Segundo a Agrobita, empresa especializada na implantação de práticas regenerativas na agricultura, as 1.500 fazendas da Nestlé são certificadas pelo Código Comum para a Comunidade Cafeeira e apresentaram uma redução de 70% da pegada de carbono. Foram os dados da última safra que trouxeram para a marca a certificação de produto Carbono Neutro. “Quando nos tornamos uma marca de carbono neutro, não agimos apenas nas fazendas, mas também provocamos o consumidor a refletir sobre o tema ao questioná-lo sobre qual é o impacto das suas escolhas e dos seus hábitos”, comenta Taissara Martins.

Mata adensada do sítio Flor da Lua, que conta com café, banana e outras espécies (Foto Luana Taube)

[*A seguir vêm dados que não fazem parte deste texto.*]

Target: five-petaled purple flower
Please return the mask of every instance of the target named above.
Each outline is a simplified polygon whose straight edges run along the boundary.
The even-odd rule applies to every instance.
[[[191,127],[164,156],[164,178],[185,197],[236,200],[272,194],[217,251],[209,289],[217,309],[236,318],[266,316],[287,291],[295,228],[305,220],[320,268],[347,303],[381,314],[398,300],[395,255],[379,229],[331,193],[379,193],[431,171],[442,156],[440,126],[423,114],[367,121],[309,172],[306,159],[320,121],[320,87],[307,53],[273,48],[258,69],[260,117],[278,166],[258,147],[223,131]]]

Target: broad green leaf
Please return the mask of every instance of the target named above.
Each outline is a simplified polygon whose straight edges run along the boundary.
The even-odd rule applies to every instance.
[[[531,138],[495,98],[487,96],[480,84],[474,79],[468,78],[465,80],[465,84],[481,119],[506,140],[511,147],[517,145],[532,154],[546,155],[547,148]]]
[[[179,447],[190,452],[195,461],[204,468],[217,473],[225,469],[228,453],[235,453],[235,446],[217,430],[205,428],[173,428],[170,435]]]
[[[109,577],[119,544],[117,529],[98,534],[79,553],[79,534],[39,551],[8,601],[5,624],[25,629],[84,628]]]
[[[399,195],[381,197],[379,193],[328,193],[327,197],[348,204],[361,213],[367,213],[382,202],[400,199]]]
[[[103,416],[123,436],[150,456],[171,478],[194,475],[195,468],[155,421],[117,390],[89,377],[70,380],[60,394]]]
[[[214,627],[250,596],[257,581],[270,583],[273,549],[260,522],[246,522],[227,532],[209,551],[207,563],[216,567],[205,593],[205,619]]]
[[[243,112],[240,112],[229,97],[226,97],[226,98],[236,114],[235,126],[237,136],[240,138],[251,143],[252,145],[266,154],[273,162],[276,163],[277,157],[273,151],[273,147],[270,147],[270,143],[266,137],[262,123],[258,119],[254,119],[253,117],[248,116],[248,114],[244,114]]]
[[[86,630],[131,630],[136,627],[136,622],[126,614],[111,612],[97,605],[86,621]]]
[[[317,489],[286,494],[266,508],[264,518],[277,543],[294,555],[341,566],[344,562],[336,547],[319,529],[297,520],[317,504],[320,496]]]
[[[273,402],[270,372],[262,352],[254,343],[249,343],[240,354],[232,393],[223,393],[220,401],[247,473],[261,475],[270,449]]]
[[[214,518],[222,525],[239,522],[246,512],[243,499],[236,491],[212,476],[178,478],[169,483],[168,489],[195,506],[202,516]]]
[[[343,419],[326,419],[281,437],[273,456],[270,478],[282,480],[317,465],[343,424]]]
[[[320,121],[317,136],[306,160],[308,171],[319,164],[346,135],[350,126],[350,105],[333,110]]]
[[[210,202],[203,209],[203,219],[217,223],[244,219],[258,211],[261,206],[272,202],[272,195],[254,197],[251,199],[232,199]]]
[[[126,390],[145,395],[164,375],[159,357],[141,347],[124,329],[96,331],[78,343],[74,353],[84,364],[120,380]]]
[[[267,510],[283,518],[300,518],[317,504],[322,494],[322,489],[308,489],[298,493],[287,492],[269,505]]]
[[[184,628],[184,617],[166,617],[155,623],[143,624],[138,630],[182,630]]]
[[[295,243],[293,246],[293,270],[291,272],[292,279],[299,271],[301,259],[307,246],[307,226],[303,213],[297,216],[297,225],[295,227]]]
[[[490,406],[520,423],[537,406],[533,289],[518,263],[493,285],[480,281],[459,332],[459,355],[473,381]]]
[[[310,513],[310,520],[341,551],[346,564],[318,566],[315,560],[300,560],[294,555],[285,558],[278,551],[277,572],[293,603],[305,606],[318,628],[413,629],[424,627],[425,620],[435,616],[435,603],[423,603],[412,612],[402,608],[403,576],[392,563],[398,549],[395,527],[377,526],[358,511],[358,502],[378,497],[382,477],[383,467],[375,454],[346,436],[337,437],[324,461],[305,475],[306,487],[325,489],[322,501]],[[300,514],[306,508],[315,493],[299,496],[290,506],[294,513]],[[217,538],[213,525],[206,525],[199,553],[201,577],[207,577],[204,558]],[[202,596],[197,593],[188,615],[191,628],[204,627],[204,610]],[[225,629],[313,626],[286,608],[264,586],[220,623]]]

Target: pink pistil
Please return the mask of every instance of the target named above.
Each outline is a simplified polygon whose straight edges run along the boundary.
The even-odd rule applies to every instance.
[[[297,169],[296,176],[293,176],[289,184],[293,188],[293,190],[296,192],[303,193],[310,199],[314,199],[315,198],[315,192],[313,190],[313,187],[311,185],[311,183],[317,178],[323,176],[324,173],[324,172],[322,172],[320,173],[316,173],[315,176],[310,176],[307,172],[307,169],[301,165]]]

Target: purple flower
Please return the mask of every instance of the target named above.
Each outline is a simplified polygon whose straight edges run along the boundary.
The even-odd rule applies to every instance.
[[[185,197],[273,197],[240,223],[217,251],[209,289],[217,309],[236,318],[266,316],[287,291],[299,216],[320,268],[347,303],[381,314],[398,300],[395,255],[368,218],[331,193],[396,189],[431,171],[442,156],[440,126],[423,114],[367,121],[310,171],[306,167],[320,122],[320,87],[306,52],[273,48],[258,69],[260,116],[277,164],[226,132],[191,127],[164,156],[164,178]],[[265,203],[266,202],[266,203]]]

Para Taissara Martins, além da meta da Nestlé de obter 30% das principais matérias primas (leite, café e cacau) até 2025, a empresa acredita que as ações sustentáveis podem transformar a cafeicultura do futuro, que seria, segundo ela, “aquela que regenera e que devolve ao planeta mais do que retira”.

Já para a família Manicardi, de Campinas, o sítio Flor da Lua tem também o compromisso de zelar pelo equilíbrio entre natureza e sociedade. O projeto atende a maioria dos ODS, Objetivos de Desenvolvimento Sustentável, da Agenda 2030 da ONU, com enfoque na erradicação da fome e pobreza, provisão de segurança alimentar e nutricional, melhora dos meios de subsistência, gestão dos recursos naturais e proteção do meio ambiente. “Muito além de produzir algum cafezinho saboroso, nosso projeto é motivar ações pelo exemplo e divulgação, que possam interferir positivamente para que evitemos o colapso de nossa sociedade”, afirma o produtor.